After seeing their patients’ lives change for the better, Emmy Suhl, M.S., R.D., C.D.E., and colleagues at the Hypoglycemia Clinic wanted to come up with effective nutritional recommendations for others to follow. We see people who have been suffering with this for years, says Suhl. “So we wanted to design an eating program that doesn’t cause a rapid increase in blood glucose, because it’s the high blood sugar that kicks off the low.”
Therefore, they reviewed all the previously published data on post bariatric hypoglycemia as well as their own extensive clinical experience. The result: practical nutrition guidelines for physicians, healthcare providers and patients published in the January issue of Surgery for Obesity and Related Disease.
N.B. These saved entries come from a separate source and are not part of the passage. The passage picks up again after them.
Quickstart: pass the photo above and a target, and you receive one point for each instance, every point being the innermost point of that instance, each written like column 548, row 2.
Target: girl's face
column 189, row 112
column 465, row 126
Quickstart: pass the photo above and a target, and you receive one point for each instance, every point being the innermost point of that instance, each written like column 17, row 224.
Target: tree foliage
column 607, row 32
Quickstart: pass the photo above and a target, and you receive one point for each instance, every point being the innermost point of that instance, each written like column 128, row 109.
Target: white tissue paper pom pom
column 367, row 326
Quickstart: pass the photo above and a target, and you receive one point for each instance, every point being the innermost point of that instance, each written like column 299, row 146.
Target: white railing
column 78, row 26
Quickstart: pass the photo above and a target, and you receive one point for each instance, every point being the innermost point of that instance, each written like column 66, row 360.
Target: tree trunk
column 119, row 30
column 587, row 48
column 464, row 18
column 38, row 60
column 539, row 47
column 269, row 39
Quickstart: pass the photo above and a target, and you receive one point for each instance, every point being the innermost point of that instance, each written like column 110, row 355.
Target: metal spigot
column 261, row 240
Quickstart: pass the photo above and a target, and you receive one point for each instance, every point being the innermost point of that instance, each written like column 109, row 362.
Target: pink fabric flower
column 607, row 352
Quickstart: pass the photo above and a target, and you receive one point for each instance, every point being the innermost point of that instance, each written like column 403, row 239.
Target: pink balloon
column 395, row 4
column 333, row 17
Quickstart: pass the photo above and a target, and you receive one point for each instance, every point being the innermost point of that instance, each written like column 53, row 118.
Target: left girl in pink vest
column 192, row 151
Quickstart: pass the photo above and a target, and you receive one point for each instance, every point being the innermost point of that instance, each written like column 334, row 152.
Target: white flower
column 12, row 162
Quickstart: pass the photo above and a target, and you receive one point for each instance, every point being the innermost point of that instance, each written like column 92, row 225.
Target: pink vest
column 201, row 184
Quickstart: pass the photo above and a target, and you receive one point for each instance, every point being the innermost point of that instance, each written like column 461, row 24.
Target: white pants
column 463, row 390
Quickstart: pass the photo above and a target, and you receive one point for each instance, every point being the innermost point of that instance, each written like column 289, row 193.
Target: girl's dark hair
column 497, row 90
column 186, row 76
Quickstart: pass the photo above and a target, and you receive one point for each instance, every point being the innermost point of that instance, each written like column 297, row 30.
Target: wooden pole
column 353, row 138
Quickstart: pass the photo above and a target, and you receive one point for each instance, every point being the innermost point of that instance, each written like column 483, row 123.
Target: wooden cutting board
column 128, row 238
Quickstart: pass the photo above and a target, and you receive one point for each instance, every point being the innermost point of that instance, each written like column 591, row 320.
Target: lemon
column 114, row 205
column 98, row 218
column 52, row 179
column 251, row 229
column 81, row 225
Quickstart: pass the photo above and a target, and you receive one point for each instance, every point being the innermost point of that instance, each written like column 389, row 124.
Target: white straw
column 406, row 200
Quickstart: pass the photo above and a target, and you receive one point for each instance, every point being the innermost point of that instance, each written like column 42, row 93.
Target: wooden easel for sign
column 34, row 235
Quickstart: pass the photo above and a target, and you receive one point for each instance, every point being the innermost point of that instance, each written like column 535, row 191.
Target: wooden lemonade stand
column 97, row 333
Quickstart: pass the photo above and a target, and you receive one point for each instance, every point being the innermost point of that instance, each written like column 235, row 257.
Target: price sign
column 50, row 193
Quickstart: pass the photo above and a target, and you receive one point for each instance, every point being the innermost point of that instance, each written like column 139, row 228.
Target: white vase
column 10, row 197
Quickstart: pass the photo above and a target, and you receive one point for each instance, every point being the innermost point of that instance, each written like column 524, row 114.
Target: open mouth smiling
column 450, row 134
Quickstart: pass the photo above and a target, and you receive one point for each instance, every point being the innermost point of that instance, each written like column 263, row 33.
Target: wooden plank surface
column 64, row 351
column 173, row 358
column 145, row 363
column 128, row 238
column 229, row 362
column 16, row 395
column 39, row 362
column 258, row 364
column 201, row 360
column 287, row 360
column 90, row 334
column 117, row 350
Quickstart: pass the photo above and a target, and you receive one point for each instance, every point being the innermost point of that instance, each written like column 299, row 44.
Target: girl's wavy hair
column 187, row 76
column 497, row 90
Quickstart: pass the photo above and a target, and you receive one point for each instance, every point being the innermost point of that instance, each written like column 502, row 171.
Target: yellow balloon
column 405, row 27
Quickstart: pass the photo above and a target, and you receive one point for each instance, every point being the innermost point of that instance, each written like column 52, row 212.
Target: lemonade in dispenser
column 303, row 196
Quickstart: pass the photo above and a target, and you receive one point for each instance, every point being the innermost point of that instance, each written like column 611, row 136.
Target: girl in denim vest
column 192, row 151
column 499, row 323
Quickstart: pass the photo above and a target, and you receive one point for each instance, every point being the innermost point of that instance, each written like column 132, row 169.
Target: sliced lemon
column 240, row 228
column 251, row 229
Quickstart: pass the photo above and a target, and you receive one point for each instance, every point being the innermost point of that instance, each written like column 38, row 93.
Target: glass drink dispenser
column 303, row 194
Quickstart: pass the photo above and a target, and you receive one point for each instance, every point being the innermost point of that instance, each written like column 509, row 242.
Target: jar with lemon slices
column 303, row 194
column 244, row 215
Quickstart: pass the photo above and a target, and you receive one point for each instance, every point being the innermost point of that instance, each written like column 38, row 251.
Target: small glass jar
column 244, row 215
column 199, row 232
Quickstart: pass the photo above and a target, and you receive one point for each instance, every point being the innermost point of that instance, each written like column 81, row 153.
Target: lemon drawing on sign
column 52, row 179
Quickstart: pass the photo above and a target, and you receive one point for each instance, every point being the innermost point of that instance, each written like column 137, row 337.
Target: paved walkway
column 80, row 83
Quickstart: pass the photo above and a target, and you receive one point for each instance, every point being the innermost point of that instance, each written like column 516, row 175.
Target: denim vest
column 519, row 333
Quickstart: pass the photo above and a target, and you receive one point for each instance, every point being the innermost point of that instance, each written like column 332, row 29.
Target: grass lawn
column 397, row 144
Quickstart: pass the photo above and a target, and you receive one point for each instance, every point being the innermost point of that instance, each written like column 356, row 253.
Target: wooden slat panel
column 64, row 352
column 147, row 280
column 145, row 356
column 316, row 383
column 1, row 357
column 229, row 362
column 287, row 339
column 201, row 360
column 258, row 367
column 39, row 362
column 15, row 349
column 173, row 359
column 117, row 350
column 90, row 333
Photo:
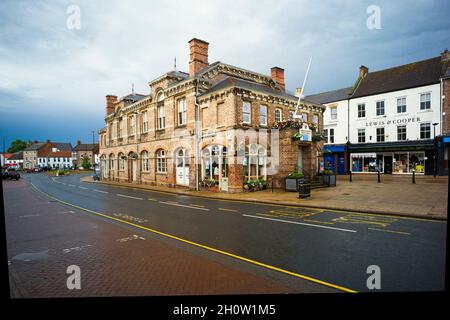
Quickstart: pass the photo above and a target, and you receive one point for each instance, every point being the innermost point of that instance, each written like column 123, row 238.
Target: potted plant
column 329, row 178
column 292, row 180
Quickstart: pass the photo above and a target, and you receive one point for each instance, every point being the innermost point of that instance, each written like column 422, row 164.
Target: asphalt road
column 327, row 246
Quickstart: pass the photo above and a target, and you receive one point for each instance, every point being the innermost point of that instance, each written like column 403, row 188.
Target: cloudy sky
column 53, row 79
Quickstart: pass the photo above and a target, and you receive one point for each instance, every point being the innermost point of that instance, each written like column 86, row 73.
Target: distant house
column 15, row 161
column 48, row 154
column 85, row 150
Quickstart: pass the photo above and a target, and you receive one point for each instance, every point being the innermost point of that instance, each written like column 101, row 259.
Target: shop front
column 334, row 158
column 393, row 158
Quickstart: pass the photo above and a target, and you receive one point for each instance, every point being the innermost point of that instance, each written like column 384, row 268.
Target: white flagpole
column 303, row 89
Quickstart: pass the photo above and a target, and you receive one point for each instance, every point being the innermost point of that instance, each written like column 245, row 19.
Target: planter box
column 291, row 184
column 329, row 180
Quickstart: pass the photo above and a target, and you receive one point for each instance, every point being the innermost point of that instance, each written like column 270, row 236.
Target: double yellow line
column 267, row 266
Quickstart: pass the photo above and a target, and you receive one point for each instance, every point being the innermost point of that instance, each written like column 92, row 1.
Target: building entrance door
column 388, row 164
column 182, row 168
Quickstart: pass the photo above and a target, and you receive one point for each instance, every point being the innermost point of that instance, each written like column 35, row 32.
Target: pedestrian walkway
column 395, row 195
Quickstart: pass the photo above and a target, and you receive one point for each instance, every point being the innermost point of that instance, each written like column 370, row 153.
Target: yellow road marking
column 331, row 285
column 196, row 205
column 225, row 209
column 275, row 205
column 317, row 221
column 390, row 231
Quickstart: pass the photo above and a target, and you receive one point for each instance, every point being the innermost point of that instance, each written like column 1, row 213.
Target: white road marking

The 10 best measures are to control portions of carbohydrate (30 grams per meal, 15 grams per snack); choose low-glycemic index carbohydrates; avoid high-glycemic index carbohydrates; include heart-healthy fats in each meal and snack; get adequate protein intake; space meals three hours apart; avoid consuming liquids with meals and chew slowly; avoid alcohol; avoid caffeine; and take nutritional supplements to prevent nutrient deficiencies.
Importantly, all of these 10 recommendations need to be done simultaneously. ‘If you do just one, two or even five of these nutrition steps, it’s unlikely to work, says Suhl. “So if you do all nine of these things, but you drink alcohol, you could set off a low blood sugar reaction.”
Many people are motivated do whatever it takes because they are debilitated by the symptoms. Still, the plan can be challenging to implement. “Changing how you eat is always difficult when you have diabetes or hypoglycemia because our environment is always working against us,” says Dr. Patti. “Essentially, healthy eating has to become the norm.”
An important part of therapy is education about better, healthier ways to eat. In basic terms, this means learning to decode food labels and identifying hidden sugars lurking in foods. Juice is a good example. Although it comes from a healthy food product, it’s not a good choice when you are trying to limit carbohydrates which are quickly absorbed. You’re better off eating an orange or an apple.
Diabetes is the most common disorder of metabolism. It is a condition where glucose is higher than normal. The other end of that spectrum is hypoglycemia, says Dr. Patti, but this particular complication is often ignored.
Our paper underscores the point that dietary approaches are the most important first step, she says. “We can usually find a combination of meal plan and medications to control hypoglycemia; we no longer recommend any pancreatic surgery for this condition.”